On Monday, April 21, 2008, UNESCO director general Koïchiro Matsuura signed a cooperation agreement with the director general of the Islamic Educational Scientific and Cultural Organization (ISESCO), Abdulaziz Othman Altwaijri, at UNESCO headquarters.
According to the UNESCO press release, this agreement made provision for the implementation of 128 projects to be jointly financed to the tune of some US$5 million from 2008 to 2009 by UNESCO and ISESCO. Activities cover the fields of education, natural sciences, social and human sciences, culture, communication, and information. They include international and regional expert meetings; national capacity-building workshops; and seminars on best practices and experience sharing, setting up databases, and organizing science policy forums, training courses, sessions, publications, and translations.
“In twenty years of cooperation, never have we had so many joint activity projects,” stated Mr. Matsuura in his welcoming address. “This bears testimony to a very successful and sustainable partnership, allowing us to achieve common goals of development, peace, and dialog in the Arab, African, and Asian regions,” he added.
“Knowledge needs to be shared. We must endow countries with powerful research systems and development strategies, highly effective education systems, and a range of public learning and cultural facilities. To meet these challenges, UNESCO commands the valuable expertise and experience of ISESCO. I have no doubt these 128 new projects will help us to propose lines of action favoring an interdisciplinary approach to scientific cooperation based on the sharing of information, know-how, and best practices,” concluded Mr. Matsuura.
Abdulaziz Othman Altwaijri responded by praising the fruitful cooperation with UNESCO since 1988. “This cooperation has proven most effective in helping Member States to address challenges emanating from globalization in an integrated framework. Today, ISESCO stands ready again, together with UNESCO, to respond to an increasing demand for advice and expertise based on analysis, understanding, sharing, and anticipation,” he said.

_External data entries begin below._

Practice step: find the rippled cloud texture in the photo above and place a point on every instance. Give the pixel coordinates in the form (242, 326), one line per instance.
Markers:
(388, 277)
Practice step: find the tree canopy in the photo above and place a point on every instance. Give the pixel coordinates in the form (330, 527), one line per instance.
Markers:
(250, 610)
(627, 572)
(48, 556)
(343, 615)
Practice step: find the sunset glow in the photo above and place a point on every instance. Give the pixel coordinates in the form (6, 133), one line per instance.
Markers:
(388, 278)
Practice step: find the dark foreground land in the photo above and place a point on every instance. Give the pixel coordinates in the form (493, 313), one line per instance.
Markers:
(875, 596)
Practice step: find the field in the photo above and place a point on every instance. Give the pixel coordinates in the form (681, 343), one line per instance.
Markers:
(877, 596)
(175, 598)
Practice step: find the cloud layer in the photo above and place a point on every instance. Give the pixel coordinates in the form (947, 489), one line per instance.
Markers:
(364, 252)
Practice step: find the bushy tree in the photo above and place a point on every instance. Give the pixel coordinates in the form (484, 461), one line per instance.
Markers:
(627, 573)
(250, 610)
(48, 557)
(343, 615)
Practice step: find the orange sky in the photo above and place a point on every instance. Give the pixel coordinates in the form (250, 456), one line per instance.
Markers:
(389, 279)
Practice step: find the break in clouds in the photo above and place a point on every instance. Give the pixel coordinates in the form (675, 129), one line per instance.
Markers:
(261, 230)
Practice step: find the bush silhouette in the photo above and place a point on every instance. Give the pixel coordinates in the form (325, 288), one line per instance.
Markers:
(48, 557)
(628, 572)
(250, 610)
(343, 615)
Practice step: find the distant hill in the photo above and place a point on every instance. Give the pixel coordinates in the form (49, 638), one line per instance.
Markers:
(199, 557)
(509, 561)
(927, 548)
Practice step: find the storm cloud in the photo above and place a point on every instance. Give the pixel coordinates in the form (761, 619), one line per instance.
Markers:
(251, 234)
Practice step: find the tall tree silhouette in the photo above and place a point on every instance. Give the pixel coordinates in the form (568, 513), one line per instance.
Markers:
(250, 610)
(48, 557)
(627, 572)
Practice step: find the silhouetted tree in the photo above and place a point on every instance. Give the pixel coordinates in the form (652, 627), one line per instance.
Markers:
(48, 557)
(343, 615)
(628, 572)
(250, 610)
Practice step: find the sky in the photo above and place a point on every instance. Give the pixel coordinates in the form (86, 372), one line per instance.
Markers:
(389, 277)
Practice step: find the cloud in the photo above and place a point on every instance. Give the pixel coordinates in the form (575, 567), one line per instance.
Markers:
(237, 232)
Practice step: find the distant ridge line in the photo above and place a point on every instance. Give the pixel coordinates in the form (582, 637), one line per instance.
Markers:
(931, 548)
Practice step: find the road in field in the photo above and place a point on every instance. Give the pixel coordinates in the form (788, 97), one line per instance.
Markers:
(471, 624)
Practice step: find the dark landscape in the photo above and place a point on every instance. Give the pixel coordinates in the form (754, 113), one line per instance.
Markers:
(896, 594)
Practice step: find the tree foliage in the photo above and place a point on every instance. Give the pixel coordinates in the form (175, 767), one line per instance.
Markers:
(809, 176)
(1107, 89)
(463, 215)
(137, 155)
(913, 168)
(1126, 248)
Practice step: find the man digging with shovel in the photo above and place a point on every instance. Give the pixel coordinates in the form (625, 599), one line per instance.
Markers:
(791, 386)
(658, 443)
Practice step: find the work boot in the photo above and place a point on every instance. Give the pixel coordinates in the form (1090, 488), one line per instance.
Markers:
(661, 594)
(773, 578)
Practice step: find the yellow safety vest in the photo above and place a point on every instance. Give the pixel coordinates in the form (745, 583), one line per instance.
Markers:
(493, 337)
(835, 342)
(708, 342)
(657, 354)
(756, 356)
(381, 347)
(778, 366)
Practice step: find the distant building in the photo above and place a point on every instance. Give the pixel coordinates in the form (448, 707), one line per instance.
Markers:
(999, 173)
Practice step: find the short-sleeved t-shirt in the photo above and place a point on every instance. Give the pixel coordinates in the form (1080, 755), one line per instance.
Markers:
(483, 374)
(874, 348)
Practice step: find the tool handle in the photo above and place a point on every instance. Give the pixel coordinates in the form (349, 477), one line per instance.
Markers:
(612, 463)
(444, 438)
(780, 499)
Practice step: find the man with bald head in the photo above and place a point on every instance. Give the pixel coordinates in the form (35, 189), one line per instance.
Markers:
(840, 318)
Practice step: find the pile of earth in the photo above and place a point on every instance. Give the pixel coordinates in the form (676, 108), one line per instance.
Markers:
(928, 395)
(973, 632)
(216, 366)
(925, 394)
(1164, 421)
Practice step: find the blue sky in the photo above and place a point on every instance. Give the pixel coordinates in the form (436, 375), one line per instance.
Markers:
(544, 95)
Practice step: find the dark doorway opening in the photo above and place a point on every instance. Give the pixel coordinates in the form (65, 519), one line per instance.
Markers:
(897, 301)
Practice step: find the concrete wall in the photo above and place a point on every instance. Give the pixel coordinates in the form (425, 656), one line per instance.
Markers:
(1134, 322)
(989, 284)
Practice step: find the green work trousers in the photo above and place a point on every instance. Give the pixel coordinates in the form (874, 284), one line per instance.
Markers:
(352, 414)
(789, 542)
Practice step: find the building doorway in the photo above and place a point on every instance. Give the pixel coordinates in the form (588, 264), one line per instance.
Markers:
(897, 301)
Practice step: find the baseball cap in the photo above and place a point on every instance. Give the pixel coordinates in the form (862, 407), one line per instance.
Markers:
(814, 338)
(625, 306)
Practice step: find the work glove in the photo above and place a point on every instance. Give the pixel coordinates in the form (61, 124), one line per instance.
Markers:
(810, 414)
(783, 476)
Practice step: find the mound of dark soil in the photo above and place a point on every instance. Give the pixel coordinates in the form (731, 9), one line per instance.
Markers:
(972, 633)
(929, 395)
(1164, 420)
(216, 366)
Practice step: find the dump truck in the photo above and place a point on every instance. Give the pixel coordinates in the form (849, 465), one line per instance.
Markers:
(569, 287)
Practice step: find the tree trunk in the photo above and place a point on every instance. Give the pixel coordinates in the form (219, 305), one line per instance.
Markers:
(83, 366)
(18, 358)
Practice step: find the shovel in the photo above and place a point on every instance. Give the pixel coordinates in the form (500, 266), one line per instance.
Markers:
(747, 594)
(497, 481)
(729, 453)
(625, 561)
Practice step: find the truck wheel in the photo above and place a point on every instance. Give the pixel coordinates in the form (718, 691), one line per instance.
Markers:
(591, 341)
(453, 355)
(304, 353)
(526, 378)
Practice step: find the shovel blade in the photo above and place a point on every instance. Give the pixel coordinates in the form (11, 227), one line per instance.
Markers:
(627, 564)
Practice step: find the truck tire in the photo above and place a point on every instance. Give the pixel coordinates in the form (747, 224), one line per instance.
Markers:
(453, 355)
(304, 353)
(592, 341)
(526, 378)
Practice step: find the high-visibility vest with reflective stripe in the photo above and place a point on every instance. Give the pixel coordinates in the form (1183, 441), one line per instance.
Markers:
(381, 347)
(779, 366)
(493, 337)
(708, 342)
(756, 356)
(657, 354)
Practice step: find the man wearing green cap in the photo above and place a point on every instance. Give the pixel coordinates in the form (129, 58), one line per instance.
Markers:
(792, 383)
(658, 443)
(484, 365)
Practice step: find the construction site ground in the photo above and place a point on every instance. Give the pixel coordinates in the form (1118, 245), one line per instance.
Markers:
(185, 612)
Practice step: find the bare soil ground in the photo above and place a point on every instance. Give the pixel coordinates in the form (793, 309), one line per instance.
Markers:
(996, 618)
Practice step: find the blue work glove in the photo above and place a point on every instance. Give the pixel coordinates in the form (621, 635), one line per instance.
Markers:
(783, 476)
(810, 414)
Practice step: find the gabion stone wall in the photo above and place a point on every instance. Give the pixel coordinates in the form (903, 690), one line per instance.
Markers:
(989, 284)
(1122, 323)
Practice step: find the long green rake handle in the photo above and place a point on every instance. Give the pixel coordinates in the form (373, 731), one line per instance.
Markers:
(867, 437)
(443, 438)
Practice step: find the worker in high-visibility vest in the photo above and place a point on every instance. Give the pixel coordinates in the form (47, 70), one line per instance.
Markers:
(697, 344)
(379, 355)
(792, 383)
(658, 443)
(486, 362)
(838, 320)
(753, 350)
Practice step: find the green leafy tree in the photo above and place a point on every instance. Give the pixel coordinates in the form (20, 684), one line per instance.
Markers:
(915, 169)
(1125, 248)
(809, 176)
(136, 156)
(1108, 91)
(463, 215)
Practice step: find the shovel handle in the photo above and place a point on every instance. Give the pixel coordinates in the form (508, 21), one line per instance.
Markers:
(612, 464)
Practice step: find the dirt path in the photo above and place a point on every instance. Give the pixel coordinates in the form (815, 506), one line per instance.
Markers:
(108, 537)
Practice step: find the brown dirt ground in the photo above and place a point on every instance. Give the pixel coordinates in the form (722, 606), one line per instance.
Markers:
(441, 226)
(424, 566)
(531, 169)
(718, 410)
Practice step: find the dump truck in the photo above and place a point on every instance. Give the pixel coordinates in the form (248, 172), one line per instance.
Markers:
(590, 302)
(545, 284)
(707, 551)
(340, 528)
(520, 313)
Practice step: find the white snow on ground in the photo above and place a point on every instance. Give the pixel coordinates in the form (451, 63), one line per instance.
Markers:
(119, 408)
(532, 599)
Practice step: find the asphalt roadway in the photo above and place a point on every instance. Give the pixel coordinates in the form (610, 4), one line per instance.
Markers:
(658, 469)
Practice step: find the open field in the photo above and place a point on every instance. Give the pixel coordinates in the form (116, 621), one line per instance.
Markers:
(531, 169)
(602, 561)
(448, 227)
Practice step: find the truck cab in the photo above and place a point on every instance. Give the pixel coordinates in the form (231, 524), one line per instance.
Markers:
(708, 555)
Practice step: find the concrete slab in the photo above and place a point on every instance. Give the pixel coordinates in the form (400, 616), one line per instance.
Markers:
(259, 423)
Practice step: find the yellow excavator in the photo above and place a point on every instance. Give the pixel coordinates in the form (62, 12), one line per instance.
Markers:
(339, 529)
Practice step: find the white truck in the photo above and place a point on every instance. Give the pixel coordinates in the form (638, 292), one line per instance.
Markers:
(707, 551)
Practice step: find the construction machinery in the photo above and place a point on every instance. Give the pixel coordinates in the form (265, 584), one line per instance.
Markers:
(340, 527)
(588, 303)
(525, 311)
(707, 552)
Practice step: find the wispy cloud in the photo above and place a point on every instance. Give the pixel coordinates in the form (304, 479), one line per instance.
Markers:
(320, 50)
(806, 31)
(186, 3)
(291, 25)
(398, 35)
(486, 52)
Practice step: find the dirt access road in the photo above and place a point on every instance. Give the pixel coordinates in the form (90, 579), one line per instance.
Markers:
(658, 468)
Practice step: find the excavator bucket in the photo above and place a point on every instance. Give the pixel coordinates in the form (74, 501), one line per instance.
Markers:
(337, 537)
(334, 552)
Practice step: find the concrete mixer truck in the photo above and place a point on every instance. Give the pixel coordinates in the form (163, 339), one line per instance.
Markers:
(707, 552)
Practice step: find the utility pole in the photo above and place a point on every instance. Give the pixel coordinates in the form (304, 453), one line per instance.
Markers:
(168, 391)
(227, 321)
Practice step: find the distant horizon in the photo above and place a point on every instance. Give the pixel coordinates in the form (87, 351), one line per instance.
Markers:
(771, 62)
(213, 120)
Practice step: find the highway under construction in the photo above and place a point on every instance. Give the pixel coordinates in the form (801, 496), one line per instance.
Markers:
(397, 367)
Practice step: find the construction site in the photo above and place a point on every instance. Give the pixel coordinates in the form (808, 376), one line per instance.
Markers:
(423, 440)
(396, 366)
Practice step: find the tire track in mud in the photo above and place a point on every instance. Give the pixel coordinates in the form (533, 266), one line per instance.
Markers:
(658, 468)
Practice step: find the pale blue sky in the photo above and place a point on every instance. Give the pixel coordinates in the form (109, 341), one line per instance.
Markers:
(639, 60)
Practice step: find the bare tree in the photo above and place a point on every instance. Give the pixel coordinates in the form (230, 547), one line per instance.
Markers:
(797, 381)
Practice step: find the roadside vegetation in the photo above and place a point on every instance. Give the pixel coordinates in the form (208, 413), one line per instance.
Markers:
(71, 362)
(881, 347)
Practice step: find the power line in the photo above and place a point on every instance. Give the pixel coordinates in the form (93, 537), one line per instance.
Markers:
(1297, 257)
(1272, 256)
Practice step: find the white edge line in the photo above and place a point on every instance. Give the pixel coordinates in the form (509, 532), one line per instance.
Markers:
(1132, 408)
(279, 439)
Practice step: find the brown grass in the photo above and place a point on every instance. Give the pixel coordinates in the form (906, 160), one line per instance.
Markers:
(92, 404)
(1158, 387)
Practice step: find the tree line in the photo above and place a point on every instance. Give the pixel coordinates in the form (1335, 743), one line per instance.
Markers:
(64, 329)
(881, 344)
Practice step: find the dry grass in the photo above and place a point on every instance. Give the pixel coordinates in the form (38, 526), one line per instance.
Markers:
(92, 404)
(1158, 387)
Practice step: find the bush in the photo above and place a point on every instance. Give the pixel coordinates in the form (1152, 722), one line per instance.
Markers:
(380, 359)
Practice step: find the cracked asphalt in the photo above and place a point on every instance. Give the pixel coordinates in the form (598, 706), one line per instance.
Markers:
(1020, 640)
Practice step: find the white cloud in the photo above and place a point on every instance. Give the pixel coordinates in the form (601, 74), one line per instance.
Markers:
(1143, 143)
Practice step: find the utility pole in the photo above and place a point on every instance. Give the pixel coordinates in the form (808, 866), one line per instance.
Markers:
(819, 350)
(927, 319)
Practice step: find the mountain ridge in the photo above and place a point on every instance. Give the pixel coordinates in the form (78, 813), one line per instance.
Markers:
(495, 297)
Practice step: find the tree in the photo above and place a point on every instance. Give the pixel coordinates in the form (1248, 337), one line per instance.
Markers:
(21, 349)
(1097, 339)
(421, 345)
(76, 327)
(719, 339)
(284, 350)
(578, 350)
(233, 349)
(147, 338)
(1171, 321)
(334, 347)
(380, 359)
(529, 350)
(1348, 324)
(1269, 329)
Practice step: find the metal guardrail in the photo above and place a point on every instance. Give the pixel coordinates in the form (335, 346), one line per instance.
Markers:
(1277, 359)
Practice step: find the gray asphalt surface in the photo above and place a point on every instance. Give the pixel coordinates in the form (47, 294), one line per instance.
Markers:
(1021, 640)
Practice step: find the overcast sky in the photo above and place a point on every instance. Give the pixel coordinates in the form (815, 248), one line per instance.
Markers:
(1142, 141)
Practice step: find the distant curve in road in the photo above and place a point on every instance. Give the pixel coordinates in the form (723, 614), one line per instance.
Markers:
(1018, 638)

The ISESCO press release also reveals that “In the field of culture and communication, the two sides agreed to implement activities on the technological liability of electronic publications; developing museums in the Arab Maghreb countries; preparing a guide to the management of museums; developing traditional industries (glass); convening a meeting of experts on the network of research on economic, social, and cultural rights in the Arab Maghreb countries; training female journalists; drafting and distributing a study on cultural diversity; using information and communication technologies to establish libraries for ancient Arab literature; and organizing training sessions in some applications of information and communication technologies.”